Niccolette rose back up to her feet, and shook her skirts out, and held there against the far wall. She made no effort to wave Lars over. She would not object, not precisely, if he followed her once more, but neither would she begin to speak to him again; if he dared to ask any more questions of her, or even to apologize for the ones he had already asked, he would find Niccolette entirely capable of ignoring him.
It was not that long before Niccolette’s note had the desired effect, and the large men who shoved their way into the bar did so purposefully; almost like they had for Niccolette, the crowds parted lightly for him, with no one needing to speak or comment on it, the rhythms of the Rose resuming as usual.
“Finally,” Niccolette said aloud, although it was not exactly to Lars so much as in front of him. But she turned to him, then, quite deliberately, and raised her eyebrows, and gestured with a flick of one wrist to the door. There was a large carriage outside, and as the humans bundled up the man with the broken leg, Niccolette climbed into it and took a seat at the far end of the bench. She rested back against the wall, and sighed, once, softly, pushing her hair back up off her face. And then it was gone, whatever flicker that had been, and she was set and still and serious once more.

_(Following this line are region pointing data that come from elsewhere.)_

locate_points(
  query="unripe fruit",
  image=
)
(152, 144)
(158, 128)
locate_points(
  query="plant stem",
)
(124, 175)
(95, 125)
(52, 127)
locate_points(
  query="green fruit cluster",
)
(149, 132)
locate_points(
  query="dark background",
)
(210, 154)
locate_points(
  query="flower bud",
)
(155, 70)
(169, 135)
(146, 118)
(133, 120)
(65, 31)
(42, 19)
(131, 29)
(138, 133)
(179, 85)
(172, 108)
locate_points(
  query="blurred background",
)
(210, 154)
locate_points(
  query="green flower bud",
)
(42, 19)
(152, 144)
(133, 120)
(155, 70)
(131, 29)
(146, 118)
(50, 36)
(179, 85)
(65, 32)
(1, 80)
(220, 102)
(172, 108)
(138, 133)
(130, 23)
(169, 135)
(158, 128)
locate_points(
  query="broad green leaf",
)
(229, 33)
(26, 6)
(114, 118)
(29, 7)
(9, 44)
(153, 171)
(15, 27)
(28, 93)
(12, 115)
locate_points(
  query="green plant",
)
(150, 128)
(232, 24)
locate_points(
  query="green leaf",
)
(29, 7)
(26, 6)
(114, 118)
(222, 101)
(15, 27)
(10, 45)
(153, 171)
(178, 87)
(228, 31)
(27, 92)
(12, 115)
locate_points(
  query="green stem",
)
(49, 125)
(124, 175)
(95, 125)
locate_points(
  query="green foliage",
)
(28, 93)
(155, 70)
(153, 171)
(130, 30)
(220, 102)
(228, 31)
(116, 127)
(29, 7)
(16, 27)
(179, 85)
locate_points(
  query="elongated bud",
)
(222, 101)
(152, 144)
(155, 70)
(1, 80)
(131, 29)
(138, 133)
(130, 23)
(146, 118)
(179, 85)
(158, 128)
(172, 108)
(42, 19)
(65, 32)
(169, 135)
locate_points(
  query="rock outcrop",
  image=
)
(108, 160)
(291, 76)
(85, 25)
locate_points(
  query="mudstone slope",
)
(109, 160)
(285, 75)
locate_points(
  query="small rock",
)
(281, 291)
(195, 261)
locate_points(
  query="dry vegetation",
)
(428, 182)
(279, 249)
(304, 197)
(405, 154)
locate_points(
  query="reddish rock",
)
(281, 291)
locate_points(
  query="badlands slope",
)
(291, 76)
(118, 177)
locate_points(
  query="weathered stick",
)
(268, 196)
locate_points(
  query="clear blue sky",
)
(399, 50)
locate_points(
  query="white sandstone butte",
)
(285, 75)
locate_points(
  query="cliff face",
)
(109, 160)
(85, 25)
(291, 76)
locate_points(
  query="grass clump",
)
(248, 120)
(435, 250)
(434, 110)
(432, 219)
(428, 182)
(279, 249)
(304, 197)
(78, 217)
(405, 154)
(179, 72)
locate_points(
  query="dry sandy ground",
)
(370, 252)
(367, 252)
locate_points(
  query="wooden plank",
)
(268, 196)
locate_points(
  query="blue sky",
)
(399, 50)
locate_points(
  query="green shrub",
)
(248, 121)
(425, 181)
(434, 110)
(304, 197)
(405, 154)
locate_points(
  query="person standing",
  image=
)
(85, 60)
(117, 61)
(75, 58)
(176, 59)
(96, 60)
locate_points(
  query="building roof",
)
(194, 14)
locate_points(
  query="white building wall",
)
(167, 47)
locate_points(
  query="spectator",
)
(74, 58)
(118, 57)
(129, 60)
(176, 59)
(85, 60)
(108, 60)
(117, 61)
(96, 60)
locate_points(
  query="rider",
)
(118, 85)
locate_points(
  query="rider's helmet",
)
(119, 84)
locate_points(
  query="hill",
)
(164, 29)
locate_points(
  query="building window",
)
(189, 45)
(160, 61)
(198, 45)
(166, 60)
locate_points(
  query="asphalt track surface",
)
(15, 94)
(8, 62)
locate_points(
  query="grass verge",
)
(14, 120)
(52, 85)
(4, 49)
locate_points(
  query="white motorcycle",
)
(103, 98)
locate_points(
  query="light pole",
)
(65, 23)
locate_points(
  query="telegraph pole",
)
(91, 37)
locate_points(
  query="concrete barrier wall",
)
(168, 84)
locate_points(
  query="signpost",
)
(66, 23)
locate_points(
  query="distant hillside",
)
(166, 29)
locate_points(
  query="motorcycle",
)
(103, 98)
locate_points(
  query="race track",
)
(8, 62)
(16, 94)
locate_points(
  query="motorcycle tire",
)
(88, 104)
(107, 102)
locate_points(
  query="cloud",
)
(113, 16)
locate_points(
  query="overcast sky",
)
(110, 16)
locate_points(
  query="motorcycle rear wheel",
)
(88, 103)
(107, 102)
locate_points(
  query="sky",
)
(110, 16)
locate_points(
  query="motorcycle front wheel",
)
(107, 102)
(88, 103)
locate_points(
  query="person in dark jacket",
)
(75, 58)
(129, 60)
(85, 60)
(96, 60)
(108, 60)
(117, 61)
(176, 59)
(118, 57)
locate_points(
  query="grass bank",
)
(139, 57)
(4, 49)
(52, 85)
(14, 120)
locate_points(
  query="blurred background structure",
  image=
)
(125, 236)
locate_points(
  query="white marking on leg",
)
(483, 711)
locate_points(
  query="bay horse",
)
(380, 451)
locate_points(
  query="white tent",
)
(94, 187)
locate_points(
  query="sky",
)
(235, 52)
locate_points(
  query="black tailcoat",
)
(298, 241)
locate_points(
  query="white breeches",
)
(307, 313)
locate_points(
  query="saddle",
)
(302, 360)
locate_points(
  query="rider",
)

Lars, too, was welcome in the carriage; and the humans would follow behind, the prisoner bound, now, and curled up on the floor between them. They held him steady, or at least steady enough, and one reached out and banged on the wall, and they began to move, the horses stamping and snorting, the wheels turning over the cobblestone streets – carrying them, steadily, onwards towards the King. Niccolette sat with her hands in her lap, her face turned to the window, and let the light play over her face, although she saw very little of what passed outside, and knew even less.